Trener Lewandowski nie miał problemu z zapełnieniem busa do Stężycy. Z powodu kontuzji z kadry wypadł Nowakowski, Szymański, Kłos i Waczkowski a za żółtą kartkę pauzował Stankiewicz. Z innych powodów nieobecny był Musuła. W wyjściowej „11” wyszło 4 młodzieżowców, a najbardziej z przodu wysuniętym zawodnikiem miał być Kozdra.
Gospodarze naciskali już od 1 minuty. Po kwadransie za zagranie ręką sędzia dyktuje rzut karny przeciwko Pogoni. Na bramkę zamienia go Damian Kugiel. Około 20 minuty na murawę po zderzeniu głowami pada Gracjan Miszkiewicz. Krwawiący nos długo tamuje ratownik medyczny. W czasie ponad 10-minutowej nieobecności „Greka” na boisku Radunia za sprawą Tomasza Bejuka podwyższa na 2:0. Trener Pogoni zwlekał z ewentualną zmianą mając na ławce tylko trzech młodzieżowców w tym jednego bramkarza. Wszyscy oni pojawili się na boisku w drugiej połowie. Nim to się stało na 3:0 podwyższył w 39 minucie Kugiel.

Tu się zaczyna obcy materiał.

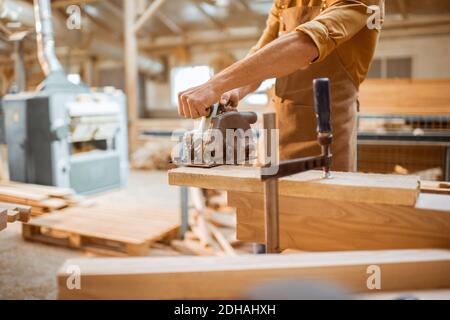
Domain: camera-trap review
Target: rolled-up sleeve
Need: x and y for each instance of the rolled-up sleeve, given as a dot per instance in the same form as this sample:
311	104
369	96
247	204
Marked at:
270	33
336	25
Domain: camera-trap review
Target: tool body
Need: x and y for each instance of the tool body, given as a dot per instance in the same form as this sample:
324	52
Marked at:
274	171
222	138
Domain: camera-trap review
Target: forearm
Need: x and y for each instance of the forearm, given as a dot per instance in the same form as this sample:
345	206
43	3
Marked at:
281	57
246	90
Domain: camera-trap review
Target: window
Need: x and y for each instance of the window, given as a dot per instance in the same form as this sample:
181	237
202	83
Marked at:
183	78
391	68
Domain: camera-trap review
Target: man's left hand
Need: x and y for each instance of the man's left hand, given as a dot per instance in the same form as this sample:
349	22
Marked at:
195	102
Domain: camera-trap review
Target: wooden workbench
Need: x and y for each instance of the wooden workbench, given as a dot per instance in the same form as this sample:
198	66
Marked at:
351	211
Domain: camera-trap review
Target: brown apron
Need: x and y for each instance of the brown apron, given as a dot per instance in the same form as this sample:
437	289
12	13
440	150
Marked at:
294	101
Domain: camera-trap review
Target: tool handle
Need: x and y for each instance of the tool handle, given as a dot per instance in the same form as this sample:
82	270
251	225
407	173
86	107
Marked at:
322	104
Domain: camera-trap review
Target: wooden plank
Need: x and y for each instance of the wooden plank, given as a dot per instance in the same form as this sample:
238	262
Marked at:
355	187
408	295
435	187
405	97
329	225
230	277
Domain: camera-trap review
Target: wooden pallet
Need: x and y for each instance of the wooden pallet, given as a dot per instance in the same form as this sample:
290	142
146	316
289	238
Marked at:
111	232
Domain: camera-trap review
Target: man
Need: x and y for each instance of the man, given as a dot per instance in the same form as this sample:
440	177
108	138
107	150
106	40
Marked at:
303	40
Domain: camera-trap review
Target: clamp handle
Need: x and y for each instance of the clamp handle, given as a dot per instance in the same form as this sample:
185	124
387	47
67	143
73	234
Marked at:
322	101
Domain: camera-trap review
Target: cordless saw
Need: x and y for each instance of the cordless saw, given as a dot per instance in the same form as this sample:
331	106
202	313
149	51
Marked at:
222	138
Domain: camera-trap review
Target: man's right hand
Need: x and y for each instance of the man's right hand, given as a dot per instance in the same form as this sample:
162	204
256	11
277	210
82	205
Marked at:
231	98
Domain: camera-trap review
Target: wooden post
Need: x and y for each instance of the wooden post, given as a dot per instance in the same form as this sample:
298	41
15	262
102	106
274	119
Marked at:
131	70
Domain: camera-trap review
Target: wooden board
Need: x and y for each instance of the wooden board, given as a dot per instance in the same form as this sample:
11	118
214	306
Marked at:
329	225
3	219
231	277
355	187
405	97
120	232
16	212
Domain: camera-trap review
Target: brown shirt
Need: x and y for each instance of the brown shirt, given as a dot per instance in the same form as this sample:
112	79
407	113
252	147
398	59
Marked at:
342	25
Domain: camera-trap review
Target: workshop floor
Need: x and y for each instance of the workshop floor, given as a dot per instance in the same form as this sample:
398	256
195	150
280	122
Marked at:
28	270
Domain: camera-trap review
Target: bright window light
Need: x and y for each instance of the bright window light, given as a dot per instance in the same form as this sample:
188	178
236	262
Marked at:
184	78
74	78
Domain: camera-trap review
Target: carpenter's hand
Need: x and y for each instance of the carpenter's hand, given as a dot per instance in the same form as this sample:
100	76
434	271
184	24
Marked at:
230	99
195	102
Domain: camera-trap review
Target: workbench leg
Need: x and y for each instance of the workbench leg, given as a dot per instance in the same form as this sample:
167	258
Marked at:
184	210
447	165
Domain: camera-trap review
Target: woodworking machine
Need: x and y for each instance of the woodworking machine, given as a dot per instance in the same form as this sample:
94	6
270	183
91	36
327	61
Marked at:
222	138
274	171
65	135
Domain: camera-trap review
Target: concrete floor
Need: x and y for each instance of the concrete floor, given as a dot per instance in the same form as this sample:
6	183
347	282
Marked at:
28	270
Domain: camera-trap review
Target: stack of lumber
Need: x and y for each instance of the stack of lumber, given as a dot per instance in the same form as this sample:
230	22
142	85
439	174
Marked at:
181	278
42	199
104	231
10	213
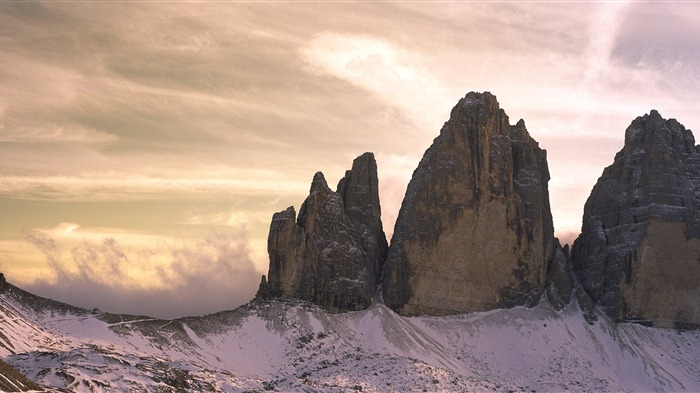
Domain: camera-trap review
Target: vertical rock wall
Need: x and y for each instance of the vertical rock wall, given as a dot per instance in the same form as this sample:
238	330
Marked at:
332	254
638	255
475	229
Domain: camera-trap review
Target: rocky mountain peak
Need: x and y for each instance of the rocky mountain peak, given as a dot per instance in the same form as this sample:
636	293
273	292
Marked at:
475	230
637	253
333	252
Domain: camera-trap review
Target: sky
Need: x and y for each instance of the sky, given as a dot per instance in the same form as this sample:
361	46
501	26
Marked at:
144	146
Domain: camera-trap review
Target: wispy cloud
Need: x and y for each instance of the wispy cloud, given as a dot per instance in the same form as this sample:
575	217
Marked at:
156	278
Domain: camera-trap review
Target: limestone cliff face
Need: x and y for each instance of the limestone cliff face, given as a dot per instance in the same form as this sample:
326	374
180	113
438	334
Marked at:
475	230
638	255
332	254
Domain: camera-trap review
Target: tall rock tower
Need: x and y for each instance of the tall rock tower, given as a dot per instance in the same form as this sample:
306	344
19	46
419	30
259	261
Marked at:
475	229
638	254
333	253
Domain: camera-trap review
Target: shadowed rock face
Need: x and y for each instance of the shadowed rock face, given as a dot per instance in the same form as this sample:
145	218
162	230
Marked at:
475	230
332	254
638	255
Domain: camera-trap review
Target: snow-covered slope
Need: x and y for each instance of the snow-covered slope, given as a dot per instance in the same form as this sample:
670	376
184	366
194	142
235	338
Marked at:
294	346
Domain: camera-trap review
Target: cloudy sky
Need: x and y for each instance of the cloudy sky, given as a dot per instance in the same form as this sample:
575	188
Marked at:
144	146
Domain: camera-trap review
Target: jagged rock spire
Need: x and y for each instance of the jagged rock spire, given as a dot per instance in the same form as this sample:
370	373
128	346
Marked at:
333	252
637	255
475	229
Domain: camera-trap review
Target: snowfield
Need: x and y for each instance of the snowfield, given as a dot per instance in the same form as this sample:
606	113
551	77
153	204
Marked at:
295	346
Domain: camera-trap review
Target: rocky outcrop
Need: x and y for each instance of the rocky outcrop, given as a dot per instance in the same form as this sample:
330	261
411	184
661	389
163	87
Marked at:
333	253
639	251
475	230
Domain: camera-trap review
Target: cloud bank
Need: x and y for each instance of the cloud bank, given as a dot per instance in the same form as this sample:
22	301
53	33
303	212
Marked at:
158	279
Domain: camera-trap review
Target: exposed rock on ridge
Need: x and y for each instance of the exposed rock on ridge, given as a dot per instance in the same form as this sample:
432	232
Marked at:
638	255
475	229
332	254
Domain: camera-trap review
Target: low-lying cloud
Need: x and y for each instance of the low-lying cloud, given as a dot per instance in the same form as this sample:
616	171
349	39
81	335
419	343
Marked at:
164	280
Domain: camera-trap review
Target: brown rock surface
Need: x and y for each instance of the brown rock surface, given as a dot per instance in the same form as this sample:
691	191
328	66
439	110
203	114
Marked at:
475	230
638	255
332	254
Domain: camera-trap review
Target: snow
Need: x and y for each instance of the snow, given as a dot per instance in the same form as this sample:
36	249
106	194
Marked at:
294	346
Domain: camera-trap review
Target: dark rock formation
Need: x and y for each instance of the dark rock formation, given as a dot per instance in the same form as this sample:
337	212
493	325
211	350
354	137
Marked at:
639	251
560	278
332	254
475	229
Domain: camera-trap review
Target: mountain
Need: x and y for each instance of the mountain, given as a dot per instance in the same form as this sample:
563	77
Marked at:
639	251
332	254
475	231
291	345
478	295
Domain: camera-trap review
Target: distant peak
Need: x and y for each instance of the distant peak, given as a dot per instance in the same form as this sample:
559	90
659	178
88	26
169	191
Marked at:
319	183
477	99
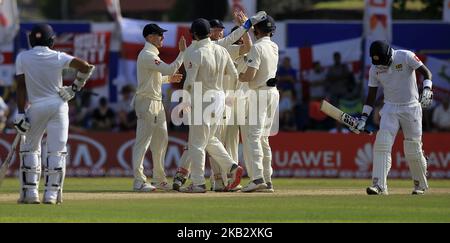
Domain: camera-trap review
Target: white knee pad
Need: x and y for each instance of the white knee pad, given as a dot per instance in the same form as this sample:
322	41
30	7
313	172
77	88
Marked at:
55	173
417	162
382	160
30	173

W przerwie za Zanewycza wszedł młodziutki Miotk, a Koniuszego zmienił Kliński. Przebieg meczu był podobny jak w pierwszej połowie. Ataki Raduni raz po raz sunęły boiskiem a Pogoń od czasu do czasu próbowała się odgrywać. Odnotować tu można strzał Kreffta ponad bramką. Gospodarze zdobywają kolejne bramki a jedynym ukłonem gospodarzy ze Stężycy dla naszej drużyny i klubu było udostępnienie szatni gospodarzy (przynajmniej taka tabliczka wisiała na drzwiach do niej) oraz bardzo ładna prezentacja klubu Pogoń i miasta Lęborka przez spikera zawodów nawiązująca do historii naszego miasta i klubu. Gole dla Raduni w drugiej części spotkania zdobył ponownie Kugiel oraz Krzysztof Iwanowski i Adrian Wysiecki. W końcówce z powodu kontuzji ręki z boiska zszedł bramkarz Paweł Krasiński. Zastąpił go Grzebiela.
Za tydzień kolejny mecz. Tym razem ligowych punktów Pogoń musi poszukać u siebie w meczu z GKS-em Kolbudy.